Usability Testing
A system that passes every functional test can still be so confusing that users give up. Usability testing is how you catch the gap between "it works" and "people can use it".
1 The Hook
The NZ Ministry of Social Development launched a redesigned online application form for a benefit. Functional testing passed completely — every field saved correctly, every validation fired, every submission processed and reached the back-end system. The sign-off report had no open defects.
During the first week of live operation, completion rates were 31% lower than the previous form. Exit surveys told a consistent story: users were confused by the document upload step. The new design required selecting a document category before the upload button appeared. The button was hidden behind a dropdown that first-time users didn't recognise as a prerequisite step. UX had tested the design internally with team members who already knew how the form worked.

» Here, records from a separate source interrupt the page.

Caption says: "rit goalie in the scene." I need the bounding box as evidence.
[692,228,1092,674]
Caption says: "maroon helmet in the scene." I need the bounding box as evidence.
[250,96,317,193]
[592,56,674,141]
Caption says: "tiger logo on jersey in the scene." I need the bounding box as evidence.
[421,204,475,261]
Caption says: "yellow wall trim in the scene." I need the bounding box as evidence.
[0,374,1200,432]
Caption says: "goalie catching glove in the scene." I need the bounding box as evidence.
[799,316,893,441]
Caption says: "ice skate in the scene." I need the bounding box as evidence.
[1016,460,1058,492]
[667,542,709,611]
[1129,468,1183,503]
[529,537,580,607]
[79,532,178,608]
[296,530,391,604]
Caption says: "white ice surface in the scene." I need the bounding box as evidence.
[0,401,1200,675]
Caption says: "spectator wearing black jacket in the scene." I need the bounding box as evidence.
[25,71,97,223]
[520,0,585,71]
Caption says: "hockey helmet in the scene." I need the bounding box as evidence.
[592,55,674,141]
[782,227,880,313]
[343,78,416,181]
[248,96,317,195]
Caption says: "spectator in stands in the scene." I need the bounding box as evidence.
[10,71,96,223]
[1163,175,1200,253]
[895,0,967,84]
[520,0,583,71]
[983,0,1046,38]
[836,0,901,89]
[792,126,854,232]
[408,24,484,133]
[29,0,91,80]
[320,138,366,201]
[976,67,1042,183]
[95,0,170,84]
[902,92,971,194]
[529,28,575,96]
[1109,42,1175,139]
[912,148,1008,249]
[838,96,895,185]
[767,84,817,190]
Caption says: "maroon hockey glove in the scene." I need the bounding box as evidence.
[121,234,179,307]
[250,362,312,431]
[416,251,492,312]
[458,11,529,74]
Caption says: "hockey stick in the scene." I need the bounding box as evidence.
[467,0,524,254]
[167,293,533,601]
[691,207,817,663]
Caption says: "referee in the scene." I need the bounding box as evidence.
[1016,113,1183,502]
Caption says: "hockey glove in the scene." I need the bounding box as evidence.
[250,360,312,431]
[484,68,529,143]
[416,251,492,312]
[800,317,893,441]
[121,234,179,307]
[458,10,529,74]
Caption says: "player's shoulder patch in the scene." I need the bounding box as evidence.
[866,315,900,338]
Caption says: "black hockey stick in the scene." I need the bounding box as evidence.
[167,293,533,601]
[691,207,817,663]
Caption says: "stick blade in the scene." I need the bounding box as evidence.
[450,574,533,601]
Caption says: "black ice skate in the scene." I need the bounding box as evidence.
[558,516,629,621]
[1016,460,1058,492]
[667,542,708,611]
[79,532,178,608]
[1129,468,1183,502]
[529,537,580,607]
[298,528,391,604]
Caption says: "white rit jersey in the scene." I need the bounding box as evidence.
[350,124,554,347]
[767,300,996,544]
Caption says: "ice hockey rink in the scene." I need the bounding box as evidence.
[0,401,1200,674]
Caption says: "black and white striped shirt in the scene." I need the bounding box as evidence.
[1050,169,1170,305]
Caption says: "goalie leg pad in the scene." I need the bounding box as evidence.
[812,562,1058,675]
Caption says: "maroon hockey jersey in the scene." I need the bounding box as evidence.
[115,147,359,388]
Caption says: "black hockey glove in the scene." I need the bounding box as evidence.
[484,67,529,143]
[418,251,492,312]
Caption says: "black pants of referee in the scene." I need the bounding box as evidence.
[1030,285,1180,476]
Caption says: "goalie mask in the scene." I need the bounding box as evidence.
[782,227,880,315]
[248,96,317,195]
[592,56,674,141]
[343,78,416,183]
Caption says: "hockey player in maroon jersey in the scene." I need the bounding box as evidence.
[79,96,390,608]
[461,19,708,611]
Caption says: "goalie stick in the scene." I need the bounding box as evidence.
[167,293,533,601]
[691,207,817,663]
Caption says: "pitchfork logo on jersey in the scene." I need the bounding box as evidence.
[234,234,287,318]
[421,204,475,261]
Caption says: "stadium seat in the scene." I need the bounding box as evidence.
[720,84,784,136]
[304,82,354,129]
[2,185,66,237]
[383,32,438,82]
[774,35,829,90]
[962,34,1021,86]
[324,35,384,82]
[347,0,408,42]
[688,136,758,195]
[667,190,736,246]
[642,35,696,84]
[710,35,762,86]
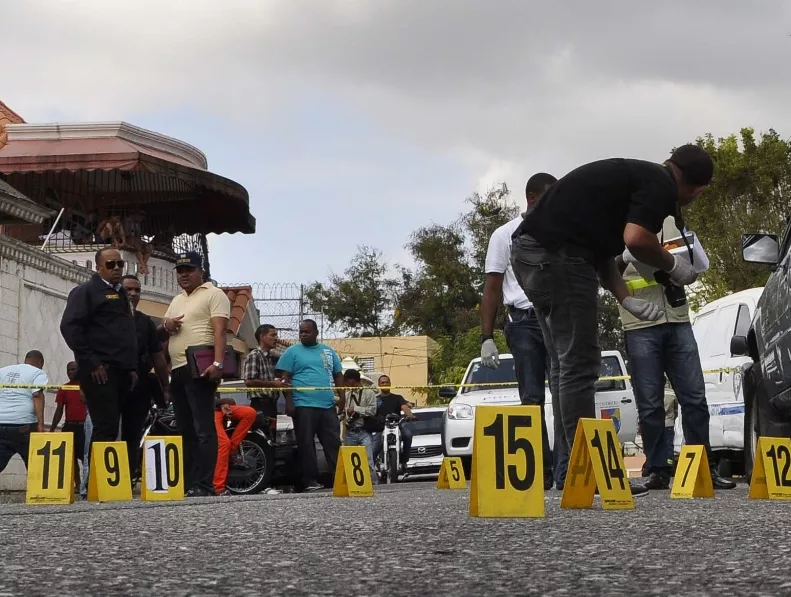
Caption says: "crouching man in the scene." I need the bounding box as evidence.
[343,369,379,485]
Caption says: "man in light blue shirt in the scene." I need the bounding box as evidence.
[0,350,49,472]
[276,319,346,491]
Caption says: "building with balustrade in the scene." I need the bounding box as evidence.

No usability test was run with actual benefit recipients before launch. MSD had to add supporting instructional text, reorganise the page layout, and ship a patch three weeks after go-live. The rework cost significantly more than a half-day think-aloud session with five users would have.
2 The Rule
Functional correctness and usability are separate properties. Test them separately. A page can be pixel-perfect and completely unusable.
3 The Analogy
Nielsen's 10 heuristics are a building code for software.
A building can pass a structural inspection — the foundation is sound, the roof won't collapse — and still fail a usability inspection. The staircase is in the wrong place. The exit signs aren't marked. The bathroom door opens inward in a tiny cubicle. The building works structurally but people struggle to use it daily. Functional testing is the structural inspection. Heuristic evaluation is the usability inspection. You need both.
4 Watch Me Do It
Heuristic evaluation of a fictitious NZ government portal — MyService NZ. Walk through each of Nielsen's 10 heuristics and document findings.
A heuristic evaluation like this takes 2–3 hours and produces a structured defect list before a single user session is run. Raise each finding as a defect with severity (cosmetic / minor / major / critical) and the specific heuristic violated.
SUS (System Usability Scale). Run a 10-question Likert survey with users after any usability session. Each question scores 1–5. Odd questions: subtract 1 from the score. Even questions: subtract the score from 5. Sum all adjusted scores, multiply by 2.5. Result is 0–100. A score above 68 is above average. Below 68 is statistically likely to result in poor adoption and elevated support load. Present the raw score and the percentile benchmark to stakeholders — not just "users found it confusing".
5 When to Use It
Run usability testing when: a new feature has complex multi-step interaction flows; before public launch of any government-facing service; drop-off or abandonment rates are unexpectedly high; accessibility testing has passed but users with disabilities or low digital literacy still struggle; a redesign has replaced a familiar interface.
Heuristic evaluation (no users needed) is the right choice when: you need rapid feedback with no budget for sessions; you want to front-load defect discovery before user research; the product isn't stable enough to put in front of real users yet.
When you can skip it: internal admin tools used exclusively by trained power users who already know the domain. Even then, a quick heuristic pass is worth an hour of anyone's time before a major release.
6 Common Mistakes
🚫 Treating usability as UX's problem, not QA's
I used to think: if UX designed it, usability is their responsibility, not mine.
Actually: testers are uniquely positioned to run heuristic evaluations because we read interfaces critically and we know the business rules. UX owns the design. QA validates that the design actually works for users. These are different activities and both need to happen.
🚫 Thinking usability testing needs an expensive lab setup
I used to think: usability testing requires specialist UX researchers and dedicated lab facilities.
Actually: five users in a think-aloud session over Zoom catches 85% of usability issues. You can run one in an afternoon. You need: a task list, a Zoom call with recording permission, and enough discipline not to help users when they get stuck.
🚫 Dismissing SUS as a satisfaction survey
I used to think: SUS is just a quick satisfaction check with no real analytical value.
Actually: SUS is a validated psychometric scale developed by John Brooke at DEC in 1986 and refined over thousands of studies. A score below 68 is statistically correlated with poor adoption and high support overhead. Cite the benchmark when you report the score, not just the number.
7 Now You Try
Evaluate this user story against Nielsen's 10 heuristics: "As a first-time user of the RealMe login page, I need to create an account." List 3 potential usability issues and the heuristic each violates. For each issue, suggest a specific fix. Then ask the AI to identify any additional issues you may have missed.